スピーチは冒頭第一声のトーンで決まる
トーク・スピーチ
講演やスピーチを依頼されたとき、冒頭はどんなトーンで話しだしますか?
「みな様、こんにちはーー!!」
「お元気ですかーー??」
「はじめまして。〇〇でーーす」
など、大きな声でパワフルに第一声をスタートしますか?
スピーチや講演の第一声は、大きな声で元気よく。
と、教えるスピーチ教室もありますし、自称スピーチの達人という方が音割れしそうな声でYouTubeに登場することも多々あります。
講演を始めたばかりの頃、私も必ず元気にスタートを切りました。
高いテンションで始めたほうが、勢いがあり、自信があるようにも見えるのではないかと思ったのです。
当時は緊張を隠したくてたまらなかったので。
ところが、最初に元気すぎる声を上げた瞬間、聴衆が引くことが分かったのです。
高く元気すぎる声で冒頭の自己紹介をしたとたん、聴衆の心が離れ、皆の頭の上にクエスチョンマークがついているように見えました。
私は、焦りました。
そして、焦りを隠そうと、更にテンションを上げると、更に聴衆がどんどん離れていくのを感じました。とても怖い時間でした。
こんな恐ろしいことがなぜ起きるのか、何回か同じ経験をしてやっと分かりました。
人は、命令をしたり、上からものをいう人を嫌います。
逆に、優しくされたり、話を聴いてくれたり、親切にしてくれたり、下から自分の心に入ってくる人に安心感を持ちます。
声のトーンも全く同じだったのです。
下からゆっくりと、優しく入ってくる声に安心感を持ちます。
ゆっくりと優しく、丁寧に話してくれると、自然に心が開きます。
けれど、冒頭でいきなりテンション高く迫られると、強引に心をこじ開けられているような気分になってしまうのです。

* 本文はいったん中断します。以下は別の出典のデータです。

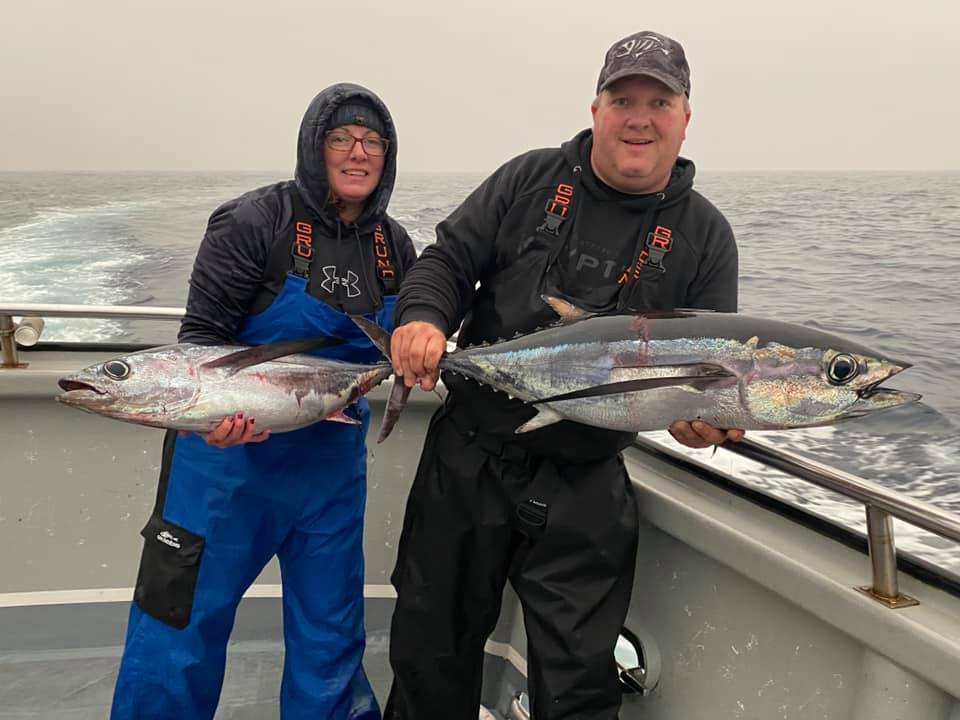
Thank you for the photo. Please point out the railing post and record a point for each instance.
(8, 345)
(883, 558)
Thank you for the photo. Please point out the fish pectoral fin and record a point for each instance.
(395, 405)
(378, 336)
(338, 416)
(568, 312)
(248, 357)
(545, 416)
(698, 382)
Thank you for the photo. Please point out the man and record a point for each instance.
(610, 222)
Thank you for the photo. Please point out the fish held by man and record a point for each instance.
(194, 387)
(642, 372)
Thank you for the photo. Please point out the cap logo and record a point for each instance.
(640, 45)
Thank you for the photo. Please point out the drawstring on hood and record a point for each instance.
(311, 172)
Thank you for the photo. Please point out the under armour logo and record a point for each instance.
(331, 280)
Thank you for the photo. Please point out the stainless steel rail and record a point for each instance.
(132, 312)
(8, 346)
(880, 503)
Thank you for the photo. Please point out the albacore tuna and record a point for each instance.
(193, 387)
(642, 372)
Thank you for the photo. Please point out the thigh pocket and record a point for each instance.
(168, 572)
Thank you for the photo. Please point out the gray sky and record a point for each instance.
(198, 84)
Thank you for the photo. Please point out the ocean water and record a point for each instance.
(870, 256)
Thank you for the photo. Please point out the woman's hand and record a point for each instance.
(233, 430)
(698, 434)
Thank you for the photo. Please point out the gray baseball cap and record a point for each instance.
(647, 53)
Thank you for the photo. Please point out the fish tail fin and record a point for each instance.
(378, 336)
(396, 402)
(545, 416)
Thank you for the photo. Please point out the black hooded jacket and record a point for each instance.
(246, 251)
(543, 223)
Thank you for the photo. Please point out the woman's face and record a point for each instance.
(352, 172)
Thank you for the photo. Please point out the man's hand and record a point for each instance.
(698, 434)
(415, 349)
(233, 430)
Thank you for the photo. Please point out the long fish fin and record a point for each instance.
(264, 353)
(545, 416)
(396, 402)
(338, 416)
(568, 312)
(378, 336)
(699, 382)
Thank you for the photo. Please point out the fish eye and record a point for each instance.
(116, 369)
(842, 369)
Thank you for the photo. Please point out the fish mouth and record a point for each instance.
(77, 393)
(875, 391)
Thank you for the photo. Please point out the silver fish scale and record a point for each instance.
(170, 387)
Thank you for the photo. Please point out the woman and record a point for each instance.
(286, 261)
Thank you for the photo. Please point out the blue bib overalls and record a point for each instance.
(222, 514)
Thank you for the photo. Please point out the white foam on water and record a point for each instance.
(826, 444)
(85, 255)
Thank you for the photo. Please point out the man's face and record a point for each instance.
(639, 125)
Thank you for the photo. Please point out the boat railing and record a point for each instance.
(881, 504)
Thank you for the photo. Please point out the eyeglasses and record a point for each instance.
(344, 142)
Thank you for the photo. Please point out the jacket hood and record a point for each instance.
(576, 151)
(311, 173)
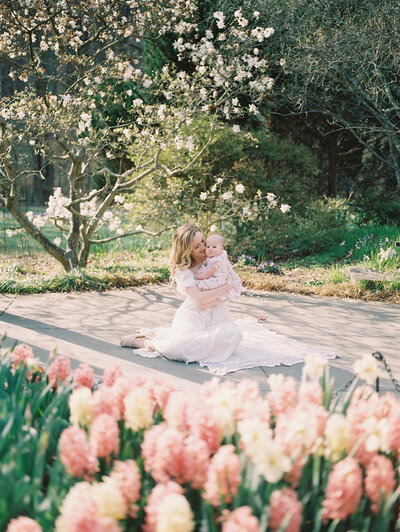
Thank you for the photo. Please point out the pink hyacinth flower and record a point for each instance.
(23, 524)
(380, 480)
(127, 476)
(394, 428)
(104, 436)
(283, 503)
(169, 455)
(344, 490)
(80, 513)
(158, 493)
(106, 401)
(241, 520)
(75, 453)
(223, 478)
(84, 376)
(20, 355)
(59, 369)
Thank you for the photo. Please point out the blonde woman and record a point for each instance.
(202, 329)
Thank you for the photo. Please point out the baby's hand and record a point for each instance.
(210, 270)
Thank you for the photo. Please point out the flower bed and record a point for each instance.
(135, 454)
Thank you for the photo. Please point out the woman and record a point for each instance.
(203, 331)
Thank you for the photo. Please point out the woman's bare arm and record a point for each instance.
(207, 296)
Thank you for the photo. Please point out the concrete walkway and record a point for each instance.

しかも聴衆にしてみれば、ほとんどが初対面ですから、余計です。
強引に心をこじ開けようとすれば、相手は当然心を閉ざしてしまいます。
ハイテンションでスタートすると、スピーカーも聴衆も冒頭から心拍数が上がり、緊張を促進してしまうのです。
これが、聴衆が引いてしまった理由でした。
裏を返せば、自信の無さが必要以上の高いテンションになり、その本質を聴衆が見抜いたとも言えます。
講演、スピーチ、プレゼンテーションの冒頭から高いテンションでスタートする方の多くは「圧倒して聴衆を自分の話に巻き込みたい」と願っています。
ですが、聴衆は話しの内容に興味を持ちたいのであって、大きな声に圧倒されたいわけではありません。
私はそのことに気が付き、低く優しく、ゆっくりとした声で口火を切ることにしました。
すると、打って変わって聴衆の気が自分に集中し、全員を吸引できたことをはっきりと感じ取りました。
まるで、誰かが魔法をかけたのではないかと思うほど、一瞬にして会場中の空気が私に集中したのです。感動しました。
冒頭でトーンを抑えるコツは、ゆっくり話し始めることです。
ゆっくりと話せば、必然的に声のトーンは下がります。
優しく話すことも十分できます。
そして、低く、優しく、ゆっくりとした口調でスタートすると、自分自身の心が落ち着きます。
自信がみなぎり、これからのスピーチを価値あるものにできるという確信が体中にあふれます。
私はこれをスペシャル・スローインと名付けました。
アメリカのTEDなどを見ると、ハイテンションで出てきて「みなさん、こんにちはーー」なんてスタートする人はほぼいません。
大声のハイテンションスタートは、日本独特のものなのかもしれません。
人は上から来るものに警戒しますが、下からくるものには心を許します。
ですから声も、聴衆の下から滑り込ませて、聴衆を立てます。
下からスルッと入って、いつの間にか虜にしてしまう。
冒頭のスペシャル・スローインは、まるで素敵な恋の始まりのようです。